The Exact and Approximate Merkle Mountain Range Trees
All systems that interact with HawkClient must know the address of the AMMR Updater contract. Anyone can verify the code deployed by inspecting the transaction that creates the AMMR Updater Contract. However, there is a subtle attack. The creators of the AMMR Updater can create a similar contract with the same address in another blockchain that shares the block header structure and proof of work, and that has previously forked. In this blockchain, the contract could be deployed with a different VM bytecode. To prevent this attack, the MMR Updater contract must be deployed with CREATE2 and use the CHAINID opcode (EIP-1344) to verify that it is running on the target platform during construction, and abort construction if it isn’t. This opcode is available on Ethereum’s since Istanbul hard fork.
Summary
At IOV Labs we’re working on a decentralized bridge that can connect the main proof-of-work blockchains. The core of this bridge is the HawkClient protocol, which is an extension to FlyClient. There are several differences between FlyClient and HawkClient. In HawkClient,
- Proofs are interactive
- The security of the proofs is cryptoeconomic not cryptographic
- The system requires security bonds. If being used for a two-way bridge, it may require security bonds both in native currency and in tokens
- Proofs are gradual
- AMMR commitments are sporadic but persistent, without the need to change the consensus of the blockchain
- Prover also commits to a second EMMR tree containing exact cumulative difficulties.

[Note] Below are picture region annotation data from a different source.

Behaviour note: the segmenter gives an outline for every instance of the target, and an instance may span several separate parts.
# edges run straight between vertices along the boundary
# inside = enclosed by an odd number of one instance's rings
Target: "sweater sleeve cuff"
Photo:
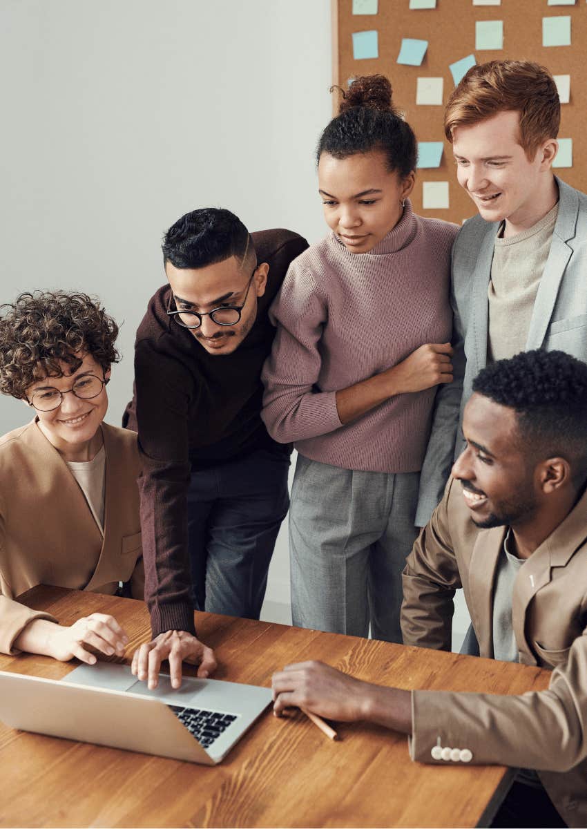
[[[193,608],[184,602],[167,602],[151,608],[153,638],[167,630],[185,630],[196,636]]]

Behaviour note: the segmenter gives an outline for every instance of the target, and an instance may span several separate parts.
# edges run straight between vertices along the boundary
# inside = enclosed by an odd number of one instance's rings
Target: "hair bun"
[[[339,112],[364,106],[395,114],[391,103],[391,84],[385,75],[366,75],[355,78],[348,90],[342,90]]]

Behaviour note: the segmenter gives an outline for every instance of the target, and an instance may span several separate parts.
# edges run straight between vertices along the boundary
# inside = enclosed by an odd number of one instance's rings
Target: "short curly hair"
[[[522,351],[487,366],[473,390],[517,414],[519,445],[532,460],[565,458],[587,478],[587,364],[565,351]]]
[[[107,371],[120,356],[119,327],[97,298],[65,291],[21,293],[0,306],[0,392],[17,400],[45,377],[63,376],[61,363],[76,371],[80,352]]]

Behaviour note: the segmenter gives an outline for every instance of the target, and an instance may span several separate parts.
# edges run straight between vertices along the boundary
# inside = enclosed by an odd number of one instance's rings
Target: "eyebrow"
[[[453,153],[455,158],[463,158],[464,161],[467,160],[466,156],[458,155],[458,153]],[[479,161],[508,161],[512,158],[513,156],[486,156],[484,158],[480,158]]]
[[[489,449],[488,449],[486,446],[483,446],[483,444],[478,444],[474,440],[468,440],[468,443],[470,444],[471,446],[474,446],[476,449],[479,450],[479,452],[483,452],[484,455],[489,455],[490,458],[495,458],[493,453],[490,452]]]
[[[235,291],[229,291],[228,293],[225,293],[223,296],[218,297],[217,299],[212,299],[212,301],[211,303],[208,303],[207,304],[208,305],[217,305],[219,303],[223,303],[226,299],[230,299],[230,297],[234,297],[235,293],[240,293],[239,291],[236,291],[236,292],[235,292]],[[191,308],[193,308],[196,307],[196,303],[191,303],[189,301],[189,299],[182,299],[182,297],[178,297],[177,293],[173,294],[173,298],[175,299],[175,301],[177,303],[181,303],[182,305],[188,305]]]
[[[75,379],[74,380],[74,383],[76,381],[78,381],[80,377],[85,377],[86,376],[86,374],[94,374],[94,371],[92,371],[90,369],[88,369],[87,371],[82,371],[81,374],[75,375]],[[63,374],[63,375],[61,375],[61,376],[62,377],[71,377],[72,375],[70,375],[70,374]],[[33,389],[33,391],[46,391],[47,389],[55,389],[55,388],[56,388],[55,385],[36,385],[35,388]]]
[[[330,193],[327,193],[325,190],[318,190],[318,192],[320,193],[321,196],[327,196],[329,199],[336,199],[337,201],[338,201],[336,196],[332,196]],[[355,195],[352,196],[351,198],[360,199],[361,196],[372,196],[373,193],[382,193],[382,192],[383,192],[382,190],[376,190],[375,187],[372,187],[371,190],[362,190],[360,193],[355,193]]]

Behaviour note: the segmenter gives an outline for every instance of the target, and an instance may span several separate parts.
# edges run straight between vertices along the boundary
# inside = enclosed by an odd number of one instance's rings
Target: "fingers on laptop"
[[[139,680],[147,680],[148,687],[156,688],[161,663],[169,661],[169,673],[173,688],[182,685],[184,662],[199,665],[198,676],[208,676],[216,667],[214,651],[186,631],[168,630],[151,642],[137,648],[133,655],[131,671]]]

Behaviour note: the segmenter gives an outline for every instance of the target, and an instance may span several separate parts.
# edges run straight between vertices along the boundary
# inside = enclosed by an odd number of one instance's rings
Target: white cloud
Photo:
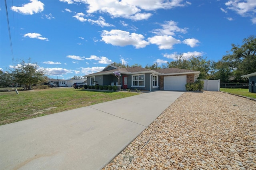
[[[100,16],[99,17],[98,20],[93,20],[88,19],[88,22],[92,23],[92,24],[95,24],[101,27],[114,26],[110,24],[107,23],[103,17]]]
[[[22,7],[12,6],[11,10],[25,15],[33,15],[44,10],[44,4],[40,1],[30,0],[31,2],[25,4]]]
[[[148,38],[148,40],[151,43],[158,45],[160,49],[172,49],[174,44],[181,43],[180,40],[171,36],[156,36]]]
[[[101,34],[102,40],[106,43],[113,45],[124,47],[132,45],[136,48],[143,48],[148,42],[144,40],[144,36],[141,34],[119,30],[112,30],[110,31],[104,30]]]
[[[48,41],[48,38],[44,37],[42,37],[42,35],[38,33],[28,33],[26,34],[24,34],[24,37],[28,37],[31,38],[37,38],[38,39],[41,40],[42,40]]]
[[[198,46],[198,43],[199,43],[199,41],[195,38],[187,38],[182,41],[182,42],[185,44],[190,46],[192,48]]]
[[[155,63],[156,63],[160,65],[162,65],[162,64],[166,64],[168,62],[168,61],[166,60],[163,60],[162,59],[156,59],[156,60],[155,61]]]
[[[45,17],[48,20],[51,20],[52,18],[55,19],[55,17],[52,16],[52,14],[50,13],[49,15],[44,15]]]
[[[92,74],[101,71],[105,67],[81,67],[82,70],[81,72],[84,74],[84,75],[88,75]]]
[[[74,2],[72,1],[72,0],[60,0],[60,2],[67,2],[68,4],[74,4]]]
[[[252,24],[256,18],[256,1],[254,0],[230,0],[225,4],[228,6],[227,9],[244,17],[250,17]]]
[[[72,12],[72,11],[69,9],[65,8],[65,10],[68,12]]]
[[[222,8],[220,8],[220,10],[221,10],[221,11],[222,12],[225,12],[225,13],[228,13],[228,11],[227,11],[226,10],[225,10],[224,9]]]
[[[46,69],[50,75],[59,75],[73,73],[71,70],[62,68],[46,68]]]
[[[61,64],[61,63],[60,62],[53,62],[53,61],[44,61],[43,62],[44,64]]]
[[[202,52],[188,51],[186,53],[183,53],[181,54],[183,56],[185,59],[188,59],[192,56],[194,56],[195,57],[198,57],[198,56],[202,56],[204,54],[204,53]],[[174,60],[177,59],[177,58],[176,58],[176,56],[177,55],[177,53],[176,52],[171,54],[168,54],[168,53],[166,53],[165,54],[163,54],[163,55],[164,57],[166,57],[167,58],[173,59],[173,60]]]
[[[124,21],[120,21],[120,24],[121,24],[124,27],[127,27],[127,26],[129,26],[129,25],[126,24],[125,22],[124,22]]]
[[[76,59],[77,60],[84,60],[85,58],[84,57],[80,57],[77,55],[68,55],[67,57],[72,58],[74,59]]]
[[[79,12],[76,13],[74,16],[73,16],[73,17],[76,18],[77,20],[81,22],[85,22],[87,21],[87,19],[83,17],[86,16],[86,15],[82,12]]]
[[[233,18],[231,18],[231,17],[228,17],[228,18],[227,18],[227,19],[229,21],[233,21],[233,20],[234,20],[234,19],[233,19]]]
[[[140,21],[143,20],[147,20],[152,16],[150,13],[137,13],[134,15],[131,16],[130,18],[134,21]]]
[[[120,61],[123,65],[126,65],[128,63],[128,62],[126,61],[124,58],[121,57],[120,59]]]
[[[98,62],[96,63],[99,64],[110,64],[113,63],[111,59],[109,59],[106,57],[97,57],[96,55],[91,55],[91,57],[90,58],[86,58],[86,59],[92,60],[93,59],[96,61],[98,61]]]
[[[173,21],[165,21],[164,24],[160,24],[162,28],[154,30],[152,32],[158,36],[173,36],[176,32],[183,34],[187,33],[187,28],[180,28],[177,25],[178,23]]]
[[[77,70],[73,70],[73,71],[75,72],[75,73],[76,73],[76,74],[78,74],[80,73],[80,71],[77,71]]]

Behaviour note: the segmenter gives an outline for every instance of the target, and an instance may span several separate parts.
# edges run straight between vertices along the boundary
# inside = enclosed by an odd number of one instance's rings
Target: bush
[[[201,91],[201,90],[204,89],[204,82],[202,80],[197,80],[196,81],[196,83],[197,83],[198,84],[198,89],[199,91]]]
[[[117,90],[117,86],[116,85],[113,86],[113,90],[116,91]]]
[[[199,86],[198,84],[196,83],[189,83],[185,85],[187,91],[196,91],[199,89]]]
[[[100,86],[99,85],[95,85],[95,89],[96,90],[98,90],[100,88]]]
[[[104,85],[104,90],[108,90],[108,88],[107,85]]]
[[[110,85],[108,85],[108,90],[112,90],[112,89],[113,89],[113,86]]]

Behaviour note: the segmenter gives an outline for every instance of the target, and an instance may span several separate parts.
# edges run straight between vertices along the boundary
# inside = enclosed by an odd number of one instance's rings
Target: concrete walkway
[[[183,93],[154,91],[1,126],[0,169],[101,169]]]

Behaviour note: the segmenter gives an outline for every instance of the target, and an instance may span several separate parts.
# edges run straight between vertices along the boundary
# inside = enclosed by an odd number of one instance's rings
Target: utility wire
[[[10,29],[10,24],[9,24],[9,17],[8,17],[8,10],[7,10],[7,5],[6,4],[6,0],[4,0],[5,4],[5,10],[6,11],[6,17],[7,18],[7,25],[8,26],[8,32],[9,32],[9,38],[10,39],[10,45],[11,47],[11,52],[12,52],[12,59],[14,66],[14,60],[13,57],[13,50],[12,50],[12,38],[11,37],[11,32]]]

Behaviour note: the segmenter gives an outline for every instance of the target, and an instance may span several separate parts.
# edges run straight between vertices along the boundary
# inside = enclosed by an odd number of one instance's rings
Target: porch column
[[[119,85],[121,84],[121,83],[120,83],[120,76],[118,75],[118,80],[117,81],[117,82],[118,83]]]

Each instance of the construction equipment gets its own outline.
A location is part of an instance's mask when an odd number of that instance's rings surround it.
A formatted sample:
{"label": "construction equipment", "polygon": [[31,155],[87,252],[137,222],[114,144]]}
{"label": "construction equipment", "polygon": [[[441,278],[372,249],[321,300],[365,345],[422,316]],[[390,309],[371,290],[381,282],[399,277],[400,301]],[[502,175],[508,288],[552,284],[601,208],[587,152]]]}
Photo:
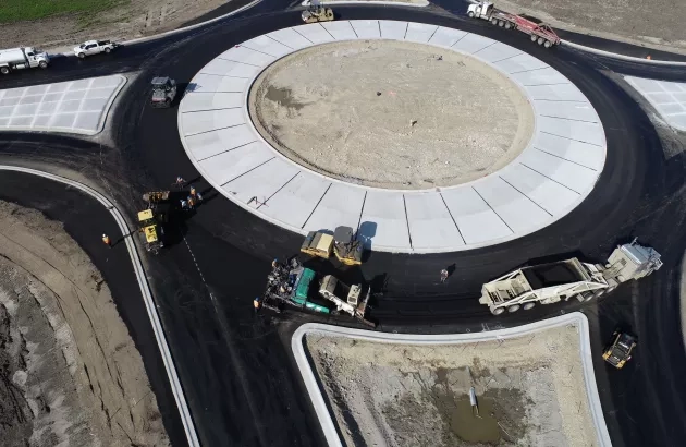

This tree needs not be produced in consensus..
- Proofs involve one or more provers and a smart-contract verifier. Both the provers and the smart-contract can become challengers.
- Best-chain is monotonically increasing and immutable
- Best-chain growth is delayed (latency from proven tip to best chain tip)
Two HawkClient systems implemented in a mirrored fashion between two blockchains form the basis of the RSK-ETH bridge. The bridge is currently under development and soon we’ll announce the date of its deployment on RSK testnet, at the same time we will be releasing the source code to the community, providing all the information on how to use it from wallets and smart contracts. We’re very excited to be working on the first genuinely decentralized cryptoeconomic bridge, and the RSK-ETH bridge will be the first step in the building of a communication backbone for all blockchains, making all EVM-compatible blockchain tokens available for DeFi on Bitcoin applications, over RSK.